Grassroots efforts to convince Congress to support the amendment have been difficult because few people outside of the industry have been aware of the venipuncture change, says Martha Pulley, executive director for the Virginia Association for Home Care (VAHC) of Richmond, VA.
"The venipuncture change will have an immediate negative effect on a number of patients," Pulley says. "Some patients will lose their home health aides, and for many of them it is the presence of home health aides that keeps them out of hospitals and nursing homes."
The VAHC conducted an unscientific survey about venipuncture to assess how many patients might be affected by the change. Forty-seven agencies responded to the survey, and these agencies had a total of 2,096 patients who received skilled nursing visits solely for the purpose of venipunctures.

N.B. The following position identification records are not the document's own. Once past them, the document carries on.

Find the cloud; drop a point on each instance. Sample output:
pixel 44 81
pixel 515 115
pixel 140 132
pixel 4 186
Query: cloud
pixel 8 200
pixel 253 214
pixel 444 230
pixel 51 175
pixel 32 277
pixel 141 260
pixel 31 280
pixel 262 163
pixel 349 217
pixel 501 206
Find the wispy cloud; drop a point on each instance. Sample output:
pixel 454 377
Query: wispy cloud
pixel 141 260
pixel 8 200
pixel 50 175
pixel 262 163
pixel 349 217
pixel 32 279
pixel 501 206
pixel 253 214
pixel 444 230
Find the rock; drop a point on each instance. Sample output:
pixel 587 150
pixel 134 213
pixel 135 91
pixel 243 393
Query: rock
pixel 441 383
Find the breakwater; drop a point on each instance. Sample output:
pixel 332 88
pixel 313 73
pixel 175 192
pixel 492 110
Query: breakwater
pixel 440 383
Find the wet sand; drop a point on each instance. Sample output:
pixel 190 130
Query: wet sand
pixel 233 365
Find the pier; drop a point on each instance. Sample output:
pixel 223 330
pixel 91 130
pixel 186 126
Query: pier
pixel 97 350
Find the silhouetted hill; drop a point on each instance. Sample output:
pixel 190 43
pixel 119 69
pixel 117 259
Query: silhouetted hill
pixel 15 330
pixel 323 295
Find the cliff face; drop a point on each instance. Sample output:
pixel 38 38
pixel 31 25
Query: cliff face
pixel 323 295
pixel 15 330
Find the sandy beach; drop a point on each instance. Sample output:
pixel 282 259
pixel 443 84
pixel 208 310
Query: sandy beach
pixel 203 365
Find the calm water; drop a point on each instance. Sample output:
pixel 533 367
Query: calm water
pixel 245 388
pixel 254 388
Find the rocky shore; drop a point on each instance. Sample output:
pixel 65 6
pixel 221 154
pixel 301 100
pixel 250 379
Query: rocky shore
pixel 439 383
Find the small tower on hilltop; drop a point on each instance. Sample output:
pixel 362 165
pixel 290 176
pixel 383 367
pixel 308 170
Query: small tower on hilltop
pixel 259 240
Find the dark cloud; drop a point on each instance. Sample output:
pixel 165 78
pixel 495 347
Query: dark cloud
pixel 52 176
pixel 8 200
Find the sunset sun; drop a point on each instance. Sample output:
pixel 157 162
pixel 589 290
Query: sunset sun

Problems without venipuncture
Of these patients, 83% or 1,736 would not be able to receive venipunctures at a physician office or outpatient facility.
The study listed several home care providers’ comments about why their patients will suffer if venipuncture is excluded:
• Only 5% or less of our patients live above the poverty line, so they cannot afford an ambulance trip once a month.
• Living in a rural area, there are no phlebotomists that can go and perform a venipuncture. What is a patient to do?
• Clients in rural areas will be particularly penalized. Physician shortage and inability for clients to access busy MD offices will put these clients at higher risk.
• Our clients are in a rural area, and most live a significant distance from laboratory facilities or MD offices. Homes are usually old with narrow doorways that preclude use of wheelchairs and/or steps that must be negotiated.
The VAHC concluded that if the survey reflected a representative sample of home care agencies, then the total number of Virginia home care patients who would have to be transferred to a hospital or nursing home could be more than 15,000.
This transfer of patients from home care to nursing homes would also shift the cost of caring for these patients from the federal government to the states.
This is because the federal government funds Medicare, which is for people over age 65, and the states mostly fund Medicaid, which is a health care benefit for the poor and disabled. Medicaid pays for nursing home care, but Medicare does not.
Sokol said the NAHC also is concerned that this change will impact the states. "There is no long-term care benefit under Medicare."